Test Design is done based on the requirements of the project. Test has to be designed based on whether manual or automated testing is done. For automation testing, the different paths for testing are to be identified first. An end to end checklist has to be prepared covering all the features of the project.

The test design is represented pictographically. The test design involves various stages. These stages can be summarized as follows:

• The different modules of the software are identified first.
• Next, the paths connecting all the modules are identified.

Then the design is drawn. The test design is the most critical one, which decides the test case preparation. So the test design assesses the quality of testing process.

Test Cases Preparation

Test cases should be prepared based on the following scenarios:

• Positive scenarios
• Negative scenarios
• Boundary conditions and
• Real World scenarios

Design Reviews

The software design is done in systematical manner or using the UML language. The tester can do the reviews over the design and can suggest the ideas and the modifications needed.

Code Reviews

Code reviews are similar to unit testing. Once the code is ready for release, the tester should be ready to do unit testing for the code. He must be ready with his own unit test cases. Though a developer does the unit testing, a tester must also do it. The developers may oversee some of the minute mistakes in the code, which a tester may find out.

Test Execution and Bugs Reporting

Once the unit testing is completed and the code is released to QA, the functional testing is done. A top-level testing is done at the beginning of the testing to find out the top-level failures. If any top-level failures occur, the bugs should be reported to the developer immediately to get the required workaround.
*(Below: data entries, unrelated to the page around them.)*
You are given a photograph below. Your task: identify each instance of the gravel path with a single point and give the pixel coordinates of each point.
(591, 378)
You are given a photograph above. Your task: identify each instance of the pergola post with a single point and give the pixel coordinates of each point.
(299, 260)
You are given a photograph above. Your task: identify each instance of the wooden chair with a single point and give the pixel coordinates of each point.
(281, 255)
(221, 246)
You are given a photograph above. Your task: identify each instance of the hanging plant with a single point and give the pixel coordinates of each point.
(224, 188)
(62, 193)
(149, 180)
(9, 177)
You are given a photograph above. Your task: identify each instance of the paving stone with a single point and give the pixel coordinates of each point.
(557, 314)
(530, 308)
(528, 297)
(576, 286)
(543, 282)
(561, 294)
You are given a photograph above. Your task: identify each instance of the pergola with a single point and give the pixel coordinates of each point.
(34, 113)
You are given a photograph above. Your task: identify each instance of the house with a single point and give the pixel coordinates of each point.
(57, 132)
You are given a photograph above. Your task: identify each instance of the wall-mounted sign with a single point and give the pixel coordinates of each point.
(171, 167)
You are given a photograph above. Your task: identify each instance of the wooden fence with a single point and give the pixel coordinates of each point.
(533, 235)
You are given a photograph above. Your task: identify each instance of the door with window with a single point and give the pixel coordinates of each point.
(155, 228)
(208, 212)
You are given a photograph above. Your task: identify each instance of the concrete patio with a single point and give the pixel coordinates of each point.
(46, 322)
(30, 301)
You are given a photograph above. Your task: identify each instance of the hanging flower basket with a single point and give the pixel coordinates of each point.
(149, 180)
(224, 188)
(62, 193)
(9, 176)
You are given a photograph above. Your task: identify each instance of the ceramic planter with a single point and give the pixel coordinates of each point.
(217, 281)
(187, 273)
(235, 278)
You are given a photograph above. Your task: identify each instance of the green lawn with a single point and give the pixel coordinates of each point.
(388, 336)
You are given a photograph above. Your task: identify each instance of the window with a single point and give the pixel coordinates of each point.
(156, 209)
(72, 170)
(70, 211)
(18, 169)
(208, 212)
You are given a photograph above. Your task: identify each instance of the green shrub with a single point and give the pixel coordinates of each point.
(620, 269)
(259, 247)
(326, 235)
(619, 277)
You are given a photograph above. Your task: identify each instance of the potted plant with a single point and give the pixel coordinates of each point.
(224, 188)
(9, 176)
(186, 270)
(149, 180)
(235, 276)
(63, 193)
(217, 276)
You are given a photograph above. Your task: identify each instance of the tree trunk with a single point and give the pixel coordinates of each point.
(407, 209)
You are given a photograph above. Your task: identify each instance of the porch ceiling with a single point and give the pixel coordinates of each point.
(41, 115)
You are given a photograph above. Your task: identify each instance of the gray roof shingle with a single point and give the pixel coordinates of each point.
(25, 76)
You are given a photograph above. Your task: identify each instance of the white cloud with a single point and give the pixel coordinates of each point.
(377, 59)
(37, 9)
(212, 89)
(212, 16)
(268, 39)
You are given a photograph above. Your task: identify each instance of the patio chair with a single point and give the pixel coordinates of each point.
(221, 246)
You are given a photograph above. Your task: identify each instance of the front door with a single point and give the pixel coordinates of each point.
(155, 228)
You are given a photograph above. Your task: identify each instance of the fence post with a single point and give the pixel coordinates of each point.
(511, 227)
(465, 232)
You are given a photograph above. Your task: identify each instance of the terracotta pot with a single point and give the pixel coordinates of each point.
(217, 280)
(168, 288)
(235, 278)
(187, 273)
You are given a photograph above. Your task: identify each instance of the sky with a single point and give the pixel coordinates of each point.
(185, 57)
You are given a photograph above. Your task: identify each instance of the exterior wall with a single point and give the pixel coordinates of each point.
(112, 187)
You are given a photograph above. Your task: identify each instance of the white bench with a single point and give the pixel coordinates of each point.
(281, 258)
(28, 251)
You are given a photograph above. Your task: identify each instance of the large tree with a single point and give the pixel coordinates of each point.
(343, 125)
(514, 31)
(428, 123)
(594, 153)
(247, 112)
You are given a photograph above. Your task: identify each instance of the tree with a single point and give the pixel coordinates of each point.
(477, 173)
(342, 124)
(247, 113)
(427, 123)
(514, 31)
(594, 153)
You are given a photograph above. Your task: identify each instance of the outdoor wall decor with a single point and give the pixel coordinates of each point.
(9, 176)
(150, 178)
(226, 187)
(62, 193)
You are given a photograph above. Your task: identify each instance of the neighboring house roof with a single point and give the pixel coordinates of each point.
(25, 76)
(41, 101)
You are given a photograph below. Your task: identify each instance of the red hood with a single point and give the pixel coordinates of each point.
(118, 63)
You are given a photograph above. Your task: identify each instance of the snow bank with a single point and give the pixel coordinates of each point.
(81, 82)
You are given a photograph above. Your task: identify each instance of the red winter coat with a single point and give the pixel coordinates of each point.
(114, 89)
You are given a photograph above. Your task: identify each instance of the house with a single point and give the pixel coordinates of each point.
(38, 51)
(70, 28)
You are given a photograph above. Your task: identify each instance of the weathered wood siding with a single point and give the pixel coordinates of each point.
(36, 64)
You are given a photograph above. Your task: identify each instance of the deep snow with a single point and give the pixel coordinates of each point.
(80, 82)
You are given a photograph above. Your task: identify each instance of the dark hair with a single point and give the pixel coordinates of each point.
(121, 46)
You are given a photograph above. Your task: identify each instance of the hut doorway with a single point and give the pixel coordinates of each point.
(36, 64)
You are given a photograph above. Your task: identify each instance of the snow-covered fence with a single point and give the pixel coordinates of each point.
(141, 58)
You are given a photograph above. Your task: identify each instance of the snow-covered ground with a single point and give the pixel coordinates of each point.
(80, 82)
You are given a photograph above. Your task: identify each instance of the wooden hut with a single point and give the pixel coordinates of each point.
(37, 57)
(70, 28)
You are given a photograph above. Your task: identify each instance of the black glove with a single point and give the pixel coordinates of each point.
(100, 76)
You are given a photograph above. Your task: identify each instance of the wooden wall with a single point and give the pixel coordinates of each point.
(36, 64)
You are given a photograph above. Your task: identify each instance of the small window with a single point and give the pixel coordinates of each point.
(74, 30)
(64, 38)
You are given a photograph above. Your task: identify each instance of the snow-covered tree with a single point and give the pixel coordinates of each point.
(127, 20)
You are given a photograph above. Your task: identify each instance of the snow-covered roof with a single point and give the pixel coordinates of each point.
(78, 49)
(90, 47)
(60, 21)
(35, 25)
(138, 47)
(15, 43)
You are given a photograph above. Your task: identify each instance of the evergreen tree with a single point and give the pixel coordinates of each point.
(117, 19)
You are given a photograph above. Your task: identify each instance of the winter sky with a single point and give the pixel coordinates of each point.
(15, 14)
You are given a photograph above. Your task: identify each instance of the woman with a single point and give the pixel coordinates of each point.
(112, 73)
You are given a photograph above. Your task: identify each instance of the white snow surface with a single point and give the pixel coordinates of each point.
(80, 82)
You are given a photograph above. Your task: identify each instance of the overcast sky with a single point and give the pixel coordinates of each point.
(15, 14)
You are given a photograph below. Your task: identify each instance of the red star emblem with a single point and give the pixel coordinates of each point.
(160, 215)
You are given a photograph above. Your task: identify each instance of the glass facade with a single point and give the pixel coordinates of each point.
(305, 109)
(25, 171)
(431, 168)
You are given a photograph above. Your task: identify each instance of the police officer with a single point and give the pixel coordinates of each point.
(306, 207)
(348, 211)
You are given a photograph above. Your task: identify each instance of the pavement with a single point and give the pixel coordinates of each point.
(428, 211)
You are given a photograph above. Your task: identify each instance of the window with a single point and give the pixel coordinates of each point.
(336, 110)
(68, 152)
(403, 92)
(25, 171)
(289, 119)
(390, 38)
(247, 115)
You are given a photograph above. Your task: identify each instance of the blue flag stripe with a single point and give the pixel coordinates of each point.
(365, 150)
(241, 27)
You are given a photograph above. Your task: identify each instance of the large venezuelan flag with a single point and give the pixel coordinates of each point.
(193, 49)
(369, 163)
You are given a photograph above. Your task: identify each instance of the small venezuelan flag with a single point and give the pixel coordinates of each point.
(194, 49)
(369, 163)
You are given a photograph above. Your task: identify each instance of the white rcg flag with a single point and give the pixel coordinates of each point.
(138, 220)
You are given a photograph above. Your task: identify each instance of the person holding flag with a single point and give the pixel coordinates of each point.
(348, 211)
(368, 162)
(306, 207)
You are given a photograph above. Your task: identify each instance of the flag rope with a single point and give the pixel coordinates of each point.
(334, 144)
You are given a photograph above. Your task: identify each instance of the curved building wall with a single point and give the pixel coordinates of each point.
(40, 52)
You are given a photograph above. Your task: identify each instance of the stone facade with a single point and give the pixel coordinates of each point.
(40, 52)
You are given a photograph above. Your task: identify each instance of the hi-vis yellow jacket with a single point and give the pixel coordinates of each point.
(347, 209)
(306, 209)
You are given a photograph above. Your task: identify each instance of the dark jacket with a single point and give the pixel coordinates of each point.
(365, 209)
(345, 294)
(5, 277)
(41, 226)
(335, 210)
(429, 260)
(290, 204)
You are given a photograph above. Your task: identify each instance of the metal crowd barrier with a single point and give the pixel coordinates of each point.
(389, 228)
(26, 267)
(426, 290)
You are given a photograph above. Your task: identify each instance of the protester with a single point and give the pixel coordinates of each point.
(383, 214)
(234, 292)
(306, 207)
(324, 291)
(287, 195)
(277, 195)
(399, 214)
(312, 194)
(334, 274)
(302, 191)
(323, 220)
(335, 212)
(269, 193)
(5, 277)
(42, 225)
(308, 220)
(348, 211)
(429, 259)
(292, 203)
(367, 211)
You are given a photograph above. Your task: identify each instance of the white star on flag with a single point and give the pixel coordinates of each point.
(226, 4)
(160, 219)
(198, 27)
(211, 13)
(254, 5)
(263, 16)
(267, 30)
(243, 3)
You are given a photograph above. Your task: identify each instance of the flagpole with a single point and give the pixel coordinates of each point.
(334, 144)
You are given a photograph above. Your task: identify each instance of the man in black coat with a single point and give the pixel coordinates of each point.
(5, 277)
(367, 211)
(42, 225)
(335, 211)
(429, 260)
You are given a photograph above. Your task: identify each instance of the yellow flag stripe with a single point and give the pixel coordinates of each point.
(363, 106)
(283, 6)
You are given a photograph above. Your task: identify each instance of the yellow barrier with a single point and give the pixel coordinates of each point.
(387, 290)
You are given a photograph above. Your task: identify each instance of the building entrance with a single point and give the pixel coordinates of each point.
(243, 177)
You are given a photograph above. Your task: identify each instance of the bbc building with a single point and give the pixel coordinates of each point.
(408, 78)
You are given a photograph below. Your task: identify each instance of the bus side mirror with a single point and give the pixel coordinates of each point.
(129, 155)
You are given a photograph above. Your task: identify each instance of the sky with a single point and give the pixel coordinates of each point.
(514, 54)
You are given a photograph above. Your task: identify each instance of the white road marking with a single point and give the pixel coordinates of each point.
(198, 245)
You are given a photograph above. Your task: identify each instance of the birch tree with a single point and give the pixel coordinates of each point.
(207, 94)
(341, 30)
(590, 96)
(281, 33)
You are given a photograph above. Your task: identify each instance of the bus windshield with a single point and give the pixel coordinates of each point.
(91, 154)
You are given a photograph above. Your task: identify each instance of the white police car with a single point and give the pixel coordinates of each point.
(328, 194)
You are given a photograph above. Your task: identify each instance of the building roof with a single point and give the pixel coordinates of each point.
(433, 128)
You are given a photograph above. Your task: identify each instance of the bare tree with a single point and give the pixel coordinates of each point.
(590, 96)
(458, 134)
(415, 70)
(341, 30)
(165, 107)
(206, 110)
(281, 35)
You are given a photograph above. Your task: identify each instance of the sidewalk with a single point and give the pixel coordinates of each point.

The test reports should be documented properly and the bugs have to be reported to the developer after the testing is completed.

Release to Production

Once the bugs are fixed, another release is given to the QA with the modified changes. Regression testing is executed. Once the QA assures the software, the software is released to production. Before releasing to production, another round of top-level testing is done.

The testing process is an iterative process. Once the bugs are fixed, the testing has to be done repeatedly. Thus the testing process is an unending process.